ComScore, which measures traffic on the web, has recently released rankings that put Google+ at the bottom of time spent on social networks. The stories that Google+ is dead, however, are worth ignoring for a few important reasons.
The raw numbers
According to recently released ComScore rankings, the amount of time spent on social networks varies greatly. These rankings are only for desktop computers; they do not include mobile usage, tablet computers or any other handheld-style device. These rankings say that users spend 405 minutes per month on Facebook, 89 minutes per month on Pinterest and Tumblr, 21 minutes on Twitter, 17 on Linkedin, 8 on MySpace and just 3 on Google+.
The problems with G+
The problems with Google+ are relatively obvious – users simply are not spending as much time on the network because they are in other places. Google positioned G+ as a competitor to Facebook and has not differentiated itself well in the marketplace. While 90 million users have registered for Google+, the company has not released information on the number of active users on a weekly or monthly basis. Game platform Zynga’s chief operating officer John Schappert has said: “So far, Google+ is a nice platform, but it’s been slow on the uptick with users right now.”
Why Google+ could remain relevant
Despite numbers that are not impressive, Google+ will likely remain relevant online for two major reasons: depth of conversation and SEO. One of the factors of Google+ that users have consistently pointed out that they love is the depth and breadth of conversations on the social network. The users that are on Google+ are the early adopters, technology geeks and business leaders that are engaging in conversations. Google+ is also becoming a hangout for artists and designers, where visual elements get a bigger billing than on other social networks.
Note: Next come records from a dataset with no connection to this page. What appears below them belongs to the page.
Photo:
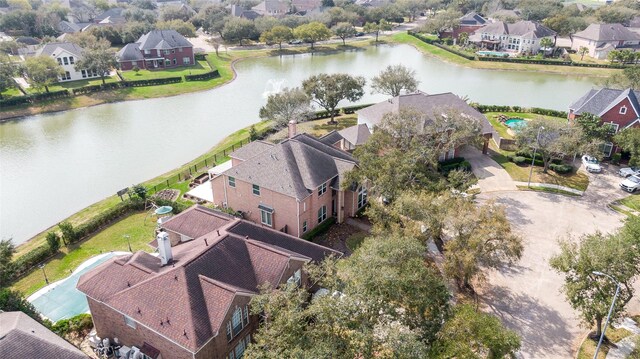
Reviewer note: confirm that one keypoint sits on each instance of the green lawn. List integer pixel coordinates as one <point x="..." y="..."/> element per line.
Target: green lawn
<point x="199" y="68"/>
<point x="139" y="227"/>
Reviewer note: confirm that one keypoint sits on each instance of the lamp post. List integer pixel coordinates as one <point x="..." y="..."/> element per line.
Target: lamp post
<point x="613" y="303"/>
<point x="128" y="242"/>
<point x="535" y="148"/>
<point x="46" y="280"/>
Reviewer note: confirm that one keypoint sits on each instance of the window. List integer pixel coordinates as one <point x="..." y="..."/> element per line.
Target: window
<point x="362" y="197"/>
<point x="130" y="322"/>
<point x="295" y="278"/>
<point x="322" y="189"/>
<point x="322" y="214"/>
<point x="266" y="218"/>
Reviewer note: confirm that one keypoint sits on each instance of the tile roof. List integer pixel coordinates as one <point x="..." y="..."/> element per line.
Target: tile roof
<point x="162" y="39"/>
<point x="294" y="167"/>
<point x="607" y="32"/>
<point x="600" y="101"/>
<point x="427" y="104"/>
<point x="187" y="300"/>
<point x="23" y="337"/>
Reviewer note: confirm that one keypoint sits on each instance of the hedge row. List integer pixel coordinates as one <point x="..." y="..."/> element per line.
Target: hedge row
<point x="206" y="76"/>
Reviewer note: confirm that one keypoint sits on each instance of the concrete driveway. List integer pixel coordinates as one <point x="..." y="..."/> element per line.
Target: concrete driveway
<point x="527" y="296"/>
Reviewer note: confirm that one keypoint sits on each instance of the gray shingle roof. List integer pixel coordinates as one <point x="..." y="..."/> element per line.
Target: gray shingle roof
<point x="598" y="102"/>
<point x="430" y="105"/>
<point x="607" y="32"/>
<point x="162" y="39"/>
<point x="23" y="337"/>
<point x="53" y="49"/>
<point x="294" y="167"/>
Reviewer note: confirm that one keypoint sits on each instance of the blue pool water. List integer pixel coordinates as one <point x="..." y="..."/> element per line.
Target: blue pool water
<point x="64" y="300"/>
<point x="514" y="122"/>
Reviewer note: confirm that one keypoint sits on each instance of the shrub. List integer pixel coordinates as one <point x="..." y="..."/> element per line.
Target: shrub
<point x="53" y="240"/>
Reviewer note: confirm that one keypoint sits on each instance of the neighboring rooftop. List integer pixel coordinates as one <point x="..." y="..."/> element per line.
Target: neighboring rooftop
<point x="188" y="300"/>
<point x="23" y="337"/>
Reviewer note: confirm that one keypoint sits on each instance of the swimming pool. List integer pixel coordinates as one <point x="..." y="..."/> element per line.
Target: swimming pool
<point x="61" y="300"/>
<point x="515" y="122"/>
<point x="493" y="53"/>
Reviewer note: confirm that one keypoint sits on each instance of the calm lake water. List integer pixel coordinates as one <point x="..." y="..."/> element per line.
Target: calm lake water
<point x="53" y="165"/>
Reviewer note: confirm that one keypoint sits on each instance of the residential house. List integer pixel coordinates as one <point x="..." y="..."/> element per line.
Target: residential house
<point x="521" y="37"/>
<point x="619" y="109"/>
<point x="192" y="301"/>
<point x="601" y="39"/>
<point x="469" y="23"/>
<point x="67" y="54"/>
<point x="347" y="139"/>
<point x="429" y="105"/>
<point x="293" y="186"/>
<point x="157" y="49"/>
<point x="23" y="337"/>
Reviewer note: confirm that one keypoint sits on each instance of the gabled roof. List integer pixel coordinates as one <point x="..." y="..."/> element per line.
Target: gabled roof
<point x="54" y="49"/>
<point x="430" y="105"/>
<point x="187" y="301"/>
<point x="598" y="102"/>
<point x="607" y="32"/>
<point x="294" y="167"/>
<point x="162" y="39"/>
<point x="23" y="337"/>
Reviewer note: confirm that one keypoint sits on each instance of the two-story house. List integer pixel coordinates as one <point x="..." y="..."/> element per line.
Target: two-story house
<point x="521" y="37"/>
<point x="601" y="39"/>
<point x="429" y="105"/>
<point x="619" y="109"/>
<point x="157" y="49"/>
<point x="67" y="54"/>
<point x="192" y="301"/>
<point x="293" y="186"/>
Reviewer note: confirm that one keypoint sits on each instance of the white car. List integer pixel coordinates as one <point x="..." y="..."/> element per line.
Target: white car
<point x="631" y="183"/>
<point x="591" y="164"/>
<point x="628" y="171"/>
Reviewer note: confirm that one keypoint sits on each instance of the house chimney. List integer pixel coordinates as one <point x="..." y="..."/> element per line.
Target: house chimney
<point x="164" y="248"/>
<point x="292" y="128"/>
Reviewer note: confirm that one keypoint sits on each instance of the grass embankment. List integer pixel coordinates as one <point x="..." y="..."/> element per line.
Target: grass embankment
<point x="588" y="347"/>
<point x="447" y="56"/>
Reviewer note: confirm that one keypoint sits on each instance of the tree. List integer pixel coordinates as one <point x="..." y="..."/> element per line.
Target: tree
<point x="328" y="90"/>
<point x="287" y="105"/>
<point x="556" y="140"/>
<point x="393" y="79"/>
<point x="402" y="153"/>
<point x="277" y="35"/>
<point x="583" y="50"/>
<point x="312" y="32"/>
<point x="629" y="140"/>
<point x="479" y="237"/>
<point x="237" y="29"/>
<point x="43" y="71"/>
<point x="616" y="255"/>
<point x="344" y="30"/>
<point x="99" y="58"/>
<point x="472" y="334"/>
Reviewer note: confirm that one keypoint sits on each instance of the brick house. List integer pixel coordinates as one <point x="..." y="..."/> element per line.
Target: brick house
<point x="192" y="300"/>
<point x="292" y="186"/>
<point x="157" y="49"/>
<point x="429" y="105"/>
<point x="618" y="108"/>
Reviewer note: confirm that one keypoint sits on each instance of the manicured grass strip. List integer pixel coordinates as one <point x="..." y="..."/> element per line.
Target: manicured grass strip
<point x="139" y="227"/>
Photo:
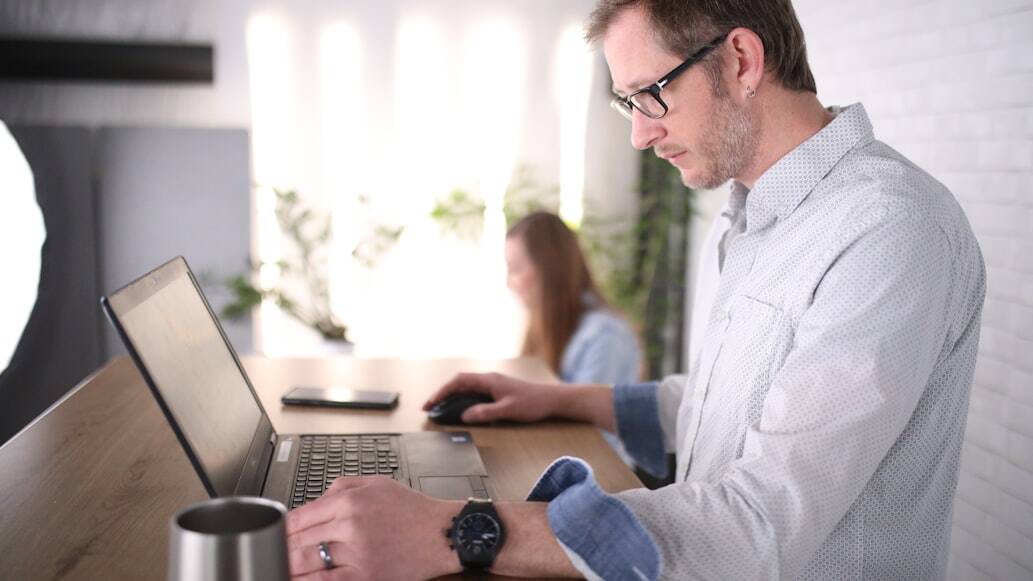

Besides the conversations and connections that exist on Google+, there is a simple search engine optimization reason Google+ will maintain at least some level of relevancy. Google has already heavily integrated Google+ information, sharing and images into Google search engine results pages. These SERPs are the lifeblood of Google’s identity and products and the photos and results are integrated heavily. Unless Google chooses to de-integrate SERPs and Google+, the social network will remain incredibly important to search engine optimization.